Flatulence can happen when you eat foods that are high in fibre like beans or carbonated (fizzy) drinks. Wind can also be caused by swallowing air – for example, your child might get gassy when sucking on an empty bottle, or when she cries.

Wind can sometimes be a sign of lactose intolerance and other food intolerances, some gastro infections, coeliac disease or irritable bowel syndrome.

Your child might also have more gas in his body if he has constipation or diarrhoea.

Symptoms related to flatulence

If your child has flatulence or wind, she might sometimes have stomach pain and bloating too. This can happen when the gas builds up in your child’s intestines and your child can’t get rid of it – for example, if your child has diarrhoea or constipation.

Does your child need to see a doctor about flatulence?

Take your child to see your GP if your child has a lot of flatulence or wind and also:

  • stomach pain
  • blood in his poo
  • constipation
  • diarrhoea
  • fever
  • nausea
  • vomiting
  • weight loss or loss of appetite.

Treatment for flatulence

Your child doesn’t usually need treatment for flatulence or wind.

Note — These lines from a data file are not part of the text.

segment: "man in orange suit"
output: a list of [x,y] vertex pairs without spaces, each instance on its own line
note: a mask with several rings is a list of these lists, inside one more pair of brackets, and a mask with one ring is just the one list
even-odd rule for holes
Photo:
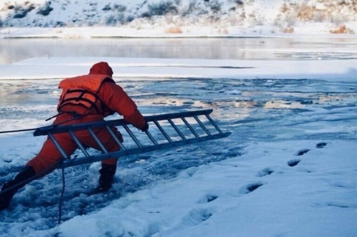
[[[149,125],[145,118],[134,102],[115,84],[111,77],[112,75],[113,71],[108,64],[101,62],[94,65],[87,75],[61,81],[59,86],[62,89],[57,106],[59,114],[54,124],[68,125],[102,121],[105,117],[116,112],[141,131],[147,130]],[[111,128],[122,142],[119,131],[115,127]],[[105,128],[97,128],[94,132],[108,151],[120,149]],[[87,131],[78,131],[75,134],[85,146],[101,150]],[[69,156],[77,148],[68,133],[54,136]],[[5,192],[0,194],[0,211],[9,206],[19,189],[31,180],[53,171],[55,168],[53,165],[62,158],[52,141],[47,138],[38,155],[29,161],[12,180],[3,185],[1,191]],[[117,160],[117,158],[111,158],[102,162],[102,168],[99,170],[100,191],[107,191],[111,187]]]

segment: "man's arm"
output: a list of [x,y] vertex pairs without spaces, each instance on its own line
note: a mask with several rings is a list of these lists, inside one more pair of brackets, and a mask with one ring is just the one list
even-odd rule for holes
[[139,129],[146,126],[145,118],[139,112],[136,105],[120,86],[112,82],[105,82],[98,94],[108,108],[122,115],[126,121]]

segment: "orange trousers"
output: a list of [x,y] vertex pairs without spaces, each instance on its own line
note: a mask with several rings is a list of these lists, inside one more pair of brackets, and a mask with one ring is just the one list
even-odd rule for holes
[[[74,117],[73,115],[70,114],[63,114],[57,117],[54,124],[58,124]],[[103,120],[103,117],[101,115],[87,115],[82,118],[65,122],[63,123],[63,125],[98,122]],[[119,140],[121,142],[122,142],[122,137],[120,132],[115,127],[111,128],[111,129]],[[94,129],[93,130],[109,151],[116,151],[120,150],[120,147],[105,128],[99,128]],[[74,133],[85,147],[92,147],[99,151],[101,150],[98,144],[86,130],[77,131],[75,132]],[[77,144],[68,132],[57,133],[53,136],[68,156],[72,155],[78,148]],[[50,138],[47,138],[44,143],[40,152],[29,161],[26,165],[32,166],[36,174],[47,170],[46,170],[46,172],[44,172],[44,175],[45,175],[55,168],[55,167],[49,168],[51,165],[62,158],[62,156]],[[117,158],[110,158],[102,161],[102,163],[107,165],[116,165],[117,161]]]

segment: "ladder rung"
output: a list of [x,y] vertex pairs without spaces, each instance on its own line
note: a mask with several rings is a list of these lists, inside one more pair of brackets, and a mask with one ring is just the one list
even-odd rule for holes
[[205,126],[205,125],[202,123],[202,122],[200,120],[198,117],[197,117],[196,115],[193,115],[193,117],[195,118],[195,119],[196,120],[196,121],[197,121],[197,122],[198,123],[198,124],[199,124],[200,126],[201,126],[201,127],[202,128],[202,129],[203,129],[205,132],[206,132],[206,133],[207,133],[207,135],[208,136],[211,136],[211,133],[210,132],[210,131],[208,131],[208,129],[207,129],[207,128]]
[[222,130],[220,129],[220,128],[218,127],[218,126],[217,126],[217,125],[215,122],[215,121],[213,121],[213,120],[211,118],[209,115],[207,114],[205,115],[206,115],[206,117],[207,117],[208,121],[211,122],[211,123],[212,123],[212,125],[213,125],[213,126],[215,127],[215,128],[216,128],[216,130],[218,131],[218,132],[220,133],[223,133],[223,132],[222,131]]
[[123,124],[123,127],[125,129],[125,131],[126,132],[128,133],[129,135],[131,137],[131,139],[134,140],[134,141],[136,144],[136,145],[137,146],[139,147],[142,147],[142,146],[140,143],[139,141],[136,138],[135,136],[134,135],[134,133],[133,133],[130,130],[130,129],[128,127],[126,124],[124,123]]
[[149,137],[149,138],[150,138],[150,140],[151,140],[151,141],[152,142],[152,143],[154,143],[154,145],[157,145],[157,142],[156,140],[155,140],[155,139],[154,138],[154,137],[152,136],[152,135],[151,135],[151,134],[149,132],[149,131],[147,130],[146,131],[145,131],[145,133],[146,133],[146,135],[147,135],[147,136]]
[[113,132],[113,131],[112,131],[111,129],[110,129],[110,128],[108,125],[106,125],[105,128],[107,129],[107,130],[108,130],[109,133],[110,133],[110,135],[113,138],[113,139],[114,140],[114,141],[115,141],[115,142],[118,143],[119,146],[120,147],[120,149],[123,151],[126,150],[126,149],[125,148],[125,147],[124,147],[124,145],[122,144],[121,142],[120,142],[120,141],[118,139],[118,138],[116,137],[116,136],[115,136],[115,135],[114,134],[114,133]]
[[180,136],[181,137],[181,139],[182,139],[182,140],[186,140],[186,138],[185,137],[183,134],[181,132],[181,131],[177,127],[177,126],[176,126],[176,125],[174,123],[172,120],[171,118],[169,118],[167,120],[169,121],[169,122],[170,123],[170,124],[171,125],[171,126],[174,128],[174,129],[175,130],[175,131],[176,131],[176,132],[177,132],[178,135],[180,135]]
[[164,136],[165,137],[165,138],[166,138],[167,141],[169,141],[169,142],[172,142],[172,140],[171,140],[171,138],[170,138],[170,137],[169,136],[169,135],[167,135],[167,133],[166,133],[166,132],[165,132],[164,130],[162,127],[161,126],[160,124],[159,123],[159,122],[156,120],[154,120],[153,122],[154,122],[154,123],[155,123],[155,125],[156,126],[156,127],[157,127],[159,130],[160,130],[161,133],[162,133]]
[[50,138],[52,141],[52,142],[55,144],[55,146],[57,148],[58,151],[60,152],[60,153],[61,153],[61,155],[63,157],[63,158],[65,159],[69,158],[69,157],[67,154],[66,154],[66,152],[63,150],[63,149],[61,147],[61,146],[58,143],[57,140],[54,137],[53,135],[50,132],[49,132],[48,133],[48,136],[50,137]]
[[89,127],[87,129],[88,129],[88,131],[89,132],[89,133],[92,135],[92,136],[93,137],[93,138],[94,138],[94,140],[95,141],[97,144],[99,146],[100,148],[102,149],[102,151],[103,151],[103,152],[105,154],[107,154],[108,151],[107,150],[107,149],[105,148],[105,147],[104,147],[103,144],[100,141],[99,141],[99,139],[95,135],[95,133],[94,133],[94,132],[93,131],[93,130],[92,130],[92,128]]
[[181,116],[181,119],[182,119],[182,121],[183,121],[183,122],[185,123],[185,124],[186,125],[186,126],[187,126],[187,127],[188,128],[188,129],[190,129],[190,130],[191,131],[191,132],[192,132],[193,134],[193,135],[195,135],[195,137],[200,137],[200,136],[198,135],[197,134],[197,133],[196,132],[196,131],[195,131],[195,129],[193,129],[193,128],[192,127],[192,126],[191,126],[191,124],[188,123],[188,122],[187,121],[187,120],[186,120],[186,119],[185,118],[185,117]]
[[73,132],[73,131],[71,130],[68,130],[68,132],[69,133],[70,135],[72,137],[72,138],[73,139],[74,142],[76,143],[77,145],[78,146],[79,148],[81,149],[81,151],[82,151],[82,152],[84,154],[84,155],[87,157],[89,156],[89,155],[88,153],[88,152],[87,152],[85,148],[84,148],[83,145],[82,145],[82,143],[79,141],[79,140],[78,140],[78,138],[77,138],[76,135],[74,135],[74,133]]

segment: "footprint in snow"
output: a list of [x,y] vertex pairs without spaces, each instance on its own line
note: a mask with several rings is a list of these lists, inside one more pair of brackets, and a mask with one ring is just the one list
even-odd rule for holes
[[208,220],[213,215],[212,210],[195,208],[191,210],[183,218],[183,222],[188,225],[196,226]]
[[290,167],[293,167],[301,161],[301,160],[291,160],[288,161],[288,165]]
[[320,142],[316,145],[316,148],[323,148],[325,146],[327,145],[326,142]]
[[263,184],[262,183],[257,182],[247,185],[241,189],[240,192],[243,194],[249,193],[262,186]]
[[269,175],[272,174],[274,171],[273,170],[270,168],[266,168],[265,169],[262,170],[258,172],[257,176],[258,177],[262,177],[266,175]]
[[204,203],[207,202],[210,202],[212,201],[214,201],[218,198],[218,196],[211,194],[207,194],[205,195],[197,202],[198,203]]
[[296,154],[296,155],[302,156],[302,155],[307,153],[307,152],[310,151],[310,149],[303,149],[302,150],[300,150]]

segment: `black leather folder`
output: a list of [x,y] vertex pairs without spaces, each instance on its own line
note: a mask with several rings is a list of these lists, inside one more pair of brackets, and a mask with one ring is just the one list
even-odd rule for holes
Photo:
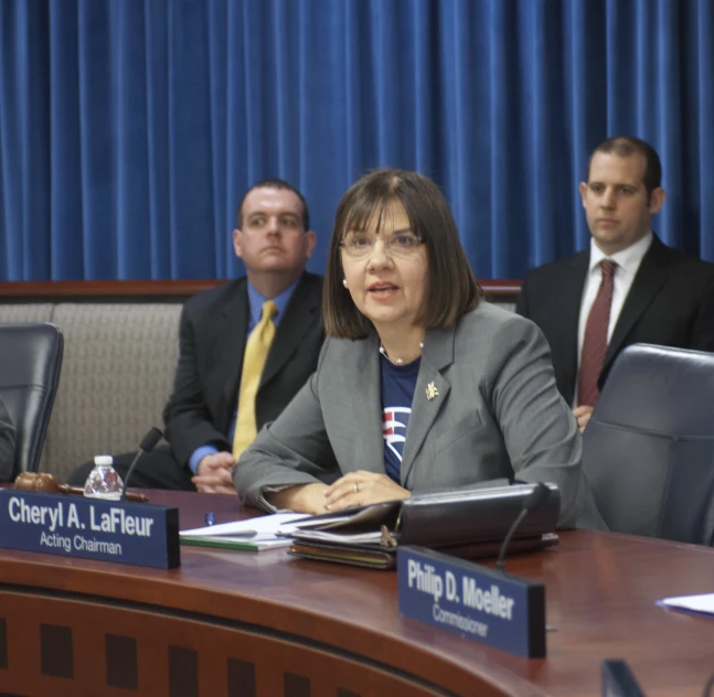
[[[415,494],[298,523],[290,554],[297,557],[390,569],[399,545],[419,545],[465,559],[495,557],[533,484],[479,487]],[[543,505],[529,513],[510,551],[557,544],[553,533],[561,512],[561,493],[547,484]]]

But if you notice there are certain foods that seem to give your child a lot of flatulence, you could try to cut back on them in her diet. These foods might include beans, onions, cabbage, peas, broccoli, legumes, fizzy drinks, artificial sweeteners and chewing gum. It’s a very good idea to talk to your GP or a dietitian if you’re thinking about big changes to your child’s diet.

You might also want to check that your child isn’t eating or drinking too quickly and swallowing too much air.

If your child has a lot of flatulence as well as other symptoms, your GP might order a blood or poo test.

If your child has a lot of flatulence, encourage him to sit on the potty or go to the toilet to do a poo, without delaying or holding on. This helps to set up good toilet habits and avoid constipation.